Where do Omega-3 fatty acids fit into this equation and why are they stressed as some of the best fats available for human consumption?

As we dive into the good unsaturated fats we discover that this category is divided even further into monounsaturated fats and polyunsaturated fats. The difference here is where we can see the real value of Omega-3s and Omega-6s and understand why they are so highly recommended by dieticians.

Monounsaturated Fats

On a chemical level, monounsaturated fats have one unsaturated carbon bond in the molecule. The most common sources of monounsaturated fats is in plant-based oils such as olive oil, canola oil, peanut oil, and sesame oil. You can also find monounsaturated fats in avocados, peanut butter, and most nuts and seeds. These fats are preferred to saturated fat as they can help reduce the bad cholesterol levels in your blood.

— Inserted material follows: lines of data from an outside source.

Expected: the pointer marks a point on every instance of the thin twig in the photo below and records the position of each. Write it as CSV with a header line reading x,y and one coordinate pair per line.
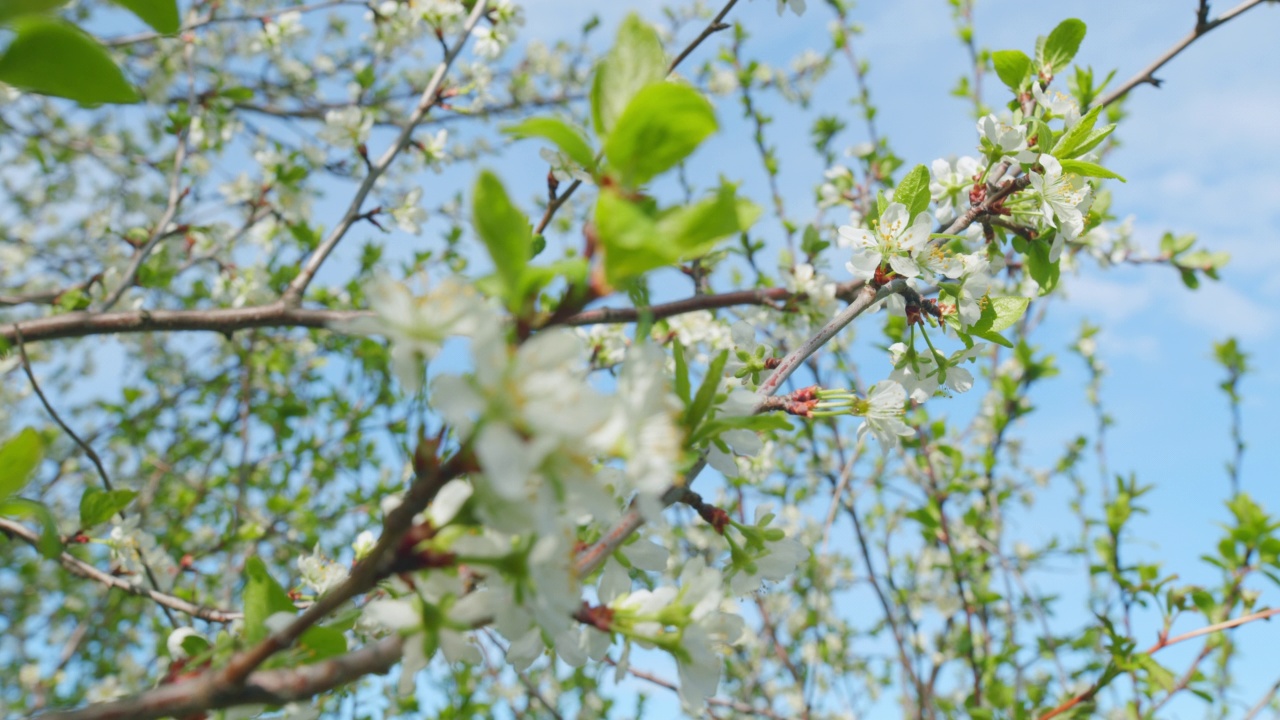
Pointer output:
x,y
49,408
272,687
92,455
228,320
293,294
1202,27
1162,643
712,27
83,569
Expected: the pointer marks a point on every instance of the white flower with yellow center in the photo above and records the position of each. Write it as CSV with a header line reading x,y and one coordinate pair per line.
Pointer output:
x,y
891,240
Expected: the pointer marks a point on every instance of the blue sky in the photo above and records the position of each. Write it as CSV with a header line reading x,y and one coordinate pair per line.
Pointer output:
x,y
1201,154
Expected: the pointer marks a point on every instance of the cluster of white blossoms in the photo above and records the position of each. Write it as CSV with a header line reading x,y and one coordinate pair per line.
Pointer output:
x,y
560,459
136,554
346,127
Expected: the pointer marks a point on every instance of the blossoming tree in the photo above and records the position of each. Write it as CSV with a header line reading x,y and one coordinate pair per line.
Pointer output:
x,y
432,376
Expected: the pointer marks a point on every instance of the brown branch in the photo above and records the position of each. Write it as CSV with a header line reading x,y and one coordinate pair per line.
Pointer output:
x,y
228,320
270,687
92,455
238,683
210,19
222,320
83,569
712,27
48,296
49,408
430,96
1202,27
1162,643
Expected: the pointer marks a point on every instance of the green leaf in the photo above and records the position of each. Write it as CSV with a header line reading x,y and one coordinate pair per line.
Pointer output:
x,y
195,645
54,58
1092,140
1013,67
696,410
629,237
323,642
10,9
73,299
635,60
97,505
506,233
1173,245
682,387
662,126
1061,45
1042,133
19,456
914,191
997,314
1043,272
636,240
694,229
1088,169
759,423
1006,310
49,543
563,136
263,598
160,14
1069,144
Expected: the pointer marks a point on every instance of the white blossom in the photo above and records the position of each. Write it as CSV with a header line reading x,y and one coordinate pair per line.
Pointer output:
x,y
346,127
892,240
883,414
408,214
417,327
1063,201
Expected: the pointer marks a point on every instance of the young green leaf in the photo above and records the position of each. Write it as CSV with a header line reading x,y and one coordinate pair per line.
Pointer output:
x,y
696,410
1088,169
629,237
1068,145
323,642
568,139
662,126
19,456
1061,45
263,598
914,191
49,543
506,233
682,387
54,58
1013,67
10,9
694,229
636,240
1006,311
160,14
635,60
97,505
1043,272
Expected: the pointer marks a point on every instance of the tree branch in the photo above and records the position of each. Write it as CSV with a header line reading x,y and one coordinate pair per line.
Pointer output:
x,y
1202,27
83,569
228,320
293,294
1160,645
269,687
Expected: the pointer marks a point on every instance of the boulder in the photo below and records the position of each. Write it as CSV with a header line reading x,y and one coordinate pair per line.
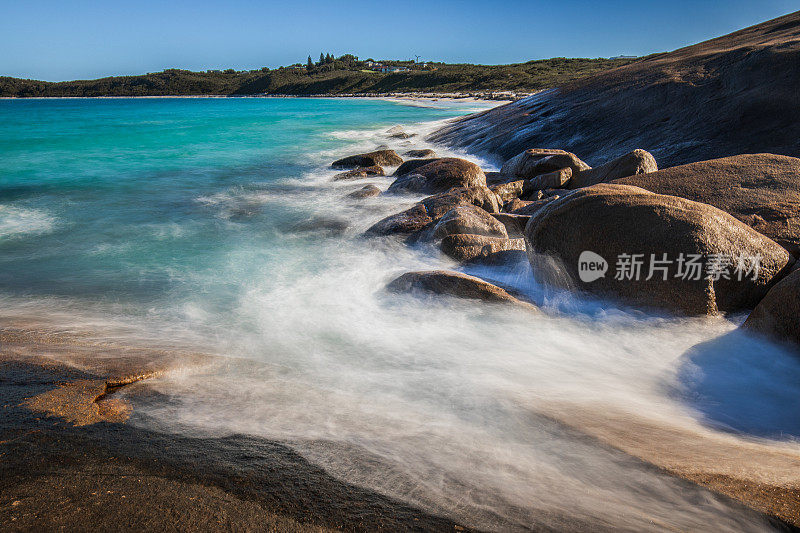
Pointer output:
x,y
537,161
367,191
515,204
761,190
358,173
421,154
387,158
515,224
449,283
479,248
778,315
533,207
397,132
411,165
432,209
627,226
630,164
468,219
551,180
509,191
440,175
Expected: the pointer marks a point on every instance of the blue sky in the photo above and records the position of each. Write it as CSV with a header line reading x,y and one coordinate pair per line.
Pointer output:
x,y
59,40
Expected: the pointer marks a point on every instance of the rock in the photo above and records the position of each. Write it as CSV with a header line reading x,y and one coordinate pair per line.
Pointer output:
x,y
615,220
432,209
358,173
379,157
515,224
440,175
495,178
630,164
411,165
537,161
474,248
366,191
449,283
468,219
555,192
397,132
509,191
761,190
421,154
533,207
778,315
515,204
531,196
551,180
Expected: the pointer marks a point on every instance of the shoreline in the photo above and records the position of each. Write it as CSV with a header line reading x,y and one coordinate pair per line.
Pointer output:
x,y
489,96
93,392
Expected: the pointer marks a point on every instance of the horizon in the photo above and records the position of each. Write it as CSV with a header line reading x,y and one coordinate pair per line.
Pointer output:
x,y
118,41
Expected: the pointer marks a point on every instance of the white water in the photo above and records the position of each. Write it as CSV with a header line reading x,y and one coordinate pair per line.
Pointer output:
x,y
440,402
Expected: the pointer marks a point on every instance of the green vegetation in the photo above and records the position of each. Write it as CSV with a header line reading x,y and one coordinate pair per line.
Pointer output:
x,y
343,75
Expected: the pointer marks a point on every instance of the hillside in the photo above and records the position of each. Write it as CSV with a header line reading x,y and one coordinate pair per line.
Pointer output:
x,y
524,77
729,95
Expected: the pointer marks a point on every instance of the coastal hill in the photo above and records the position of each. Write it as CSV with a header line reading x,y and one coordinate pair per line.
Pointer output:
x,y
730,95
343,75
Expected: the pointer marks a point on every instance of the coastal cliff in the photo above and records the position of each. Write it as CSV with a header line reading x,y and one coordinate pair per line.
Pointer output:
x,y
730,95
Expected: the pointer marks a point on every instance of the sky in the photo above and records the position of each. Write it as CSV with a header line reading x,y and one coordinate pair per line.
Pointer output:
x,y
74,39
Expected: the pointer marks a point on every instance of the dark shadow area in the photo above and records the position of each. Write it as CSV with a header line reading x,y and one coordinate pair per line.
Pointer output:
x,y
744,384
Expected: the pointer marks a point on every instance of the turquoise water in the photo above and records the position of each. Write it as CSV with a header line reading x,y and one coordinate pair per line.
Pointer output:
x,y
111,198
213,225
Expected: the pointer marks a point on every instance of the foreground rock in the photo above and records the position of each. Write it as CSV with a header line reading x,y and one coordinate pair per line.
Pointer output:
x,y
468,219
421,154
537,161
622,223
432,209
387,158
630,164
515,224
479,248
761,190
449,283
367,191
778,315
440,175
358,173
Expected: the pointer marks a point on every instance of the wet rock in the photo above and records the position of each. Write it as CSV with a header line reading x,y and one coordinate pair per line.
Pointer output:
x,y
551,180
630,164
623,223
537,161
478,248
761,190
367,191
777,316
449,283
397,132
432,209
440,175
532,207
515,224
509,191
426,153
359,173
468,219
378,157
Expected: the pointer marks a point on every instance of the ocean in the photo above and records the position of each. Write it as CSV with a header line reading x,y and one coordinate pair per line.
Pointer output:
x,y
213,226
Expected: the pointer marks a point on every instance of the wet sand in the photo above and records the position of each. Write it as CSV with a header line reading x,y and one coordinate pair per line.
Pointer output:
x,y
70,459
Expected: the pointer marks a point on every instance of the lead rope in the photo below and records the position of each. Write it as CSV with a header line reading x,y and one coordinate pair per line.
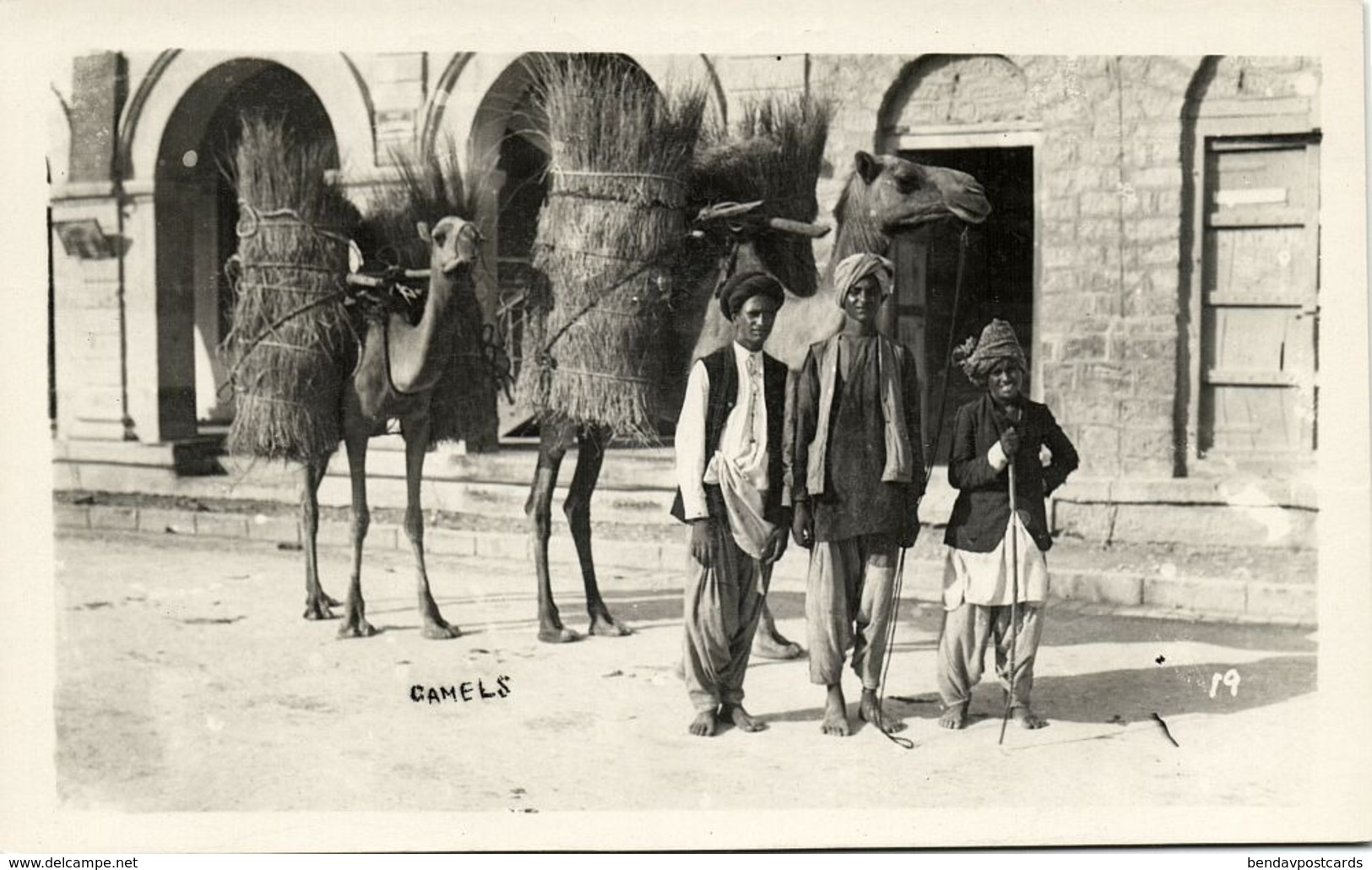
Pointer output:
x,y
904,742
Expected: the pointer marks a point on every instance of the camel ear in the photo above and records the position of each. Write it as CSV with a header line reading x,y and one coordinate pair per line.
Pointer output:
x,y
867,166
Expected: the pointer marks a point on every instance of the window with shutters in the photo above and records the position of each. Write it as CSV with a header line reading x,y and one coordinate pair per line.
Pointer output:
x,y
1255,340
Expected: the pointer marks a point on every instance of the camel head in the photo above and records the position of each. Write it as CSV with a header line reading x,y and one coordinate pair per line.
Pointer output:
x,y
888,193
453,243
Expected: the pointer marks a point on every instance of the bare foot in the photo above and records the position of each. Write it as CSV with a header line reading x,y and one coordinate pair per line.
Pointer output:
x,y
773,645
836,712
1027,718
870,712
741,720
704,723
954,718
604,625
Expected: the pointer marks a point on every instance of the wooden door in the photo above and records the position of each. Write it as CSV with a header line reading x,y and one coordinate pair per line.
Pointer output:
x,y
1260,298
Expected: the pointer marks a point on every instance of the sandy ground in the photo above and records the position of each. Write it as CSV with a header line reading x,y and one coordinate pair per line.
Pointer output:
x,y
188,681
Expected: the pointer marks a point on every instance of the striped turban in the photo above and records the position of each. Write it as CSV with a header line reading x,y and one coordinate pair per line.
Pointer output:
x,y
852,269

All fats, good or bad, have the same number of calories, but it you are looking for a positive effect on your health, the American Heart Association recommends the majority of your fats be unsaturated.

Polyunsaturated Fats

So monounsaturated fats are good for me and combat bad cholesterol in my blood, what makes polyunsaturated even better? Chemically the only difference is at least one more unsaturated carbon bond within the molecule. As long as a molecule has at least two unsaturated carbon bonds, it is considered polyunsaturated.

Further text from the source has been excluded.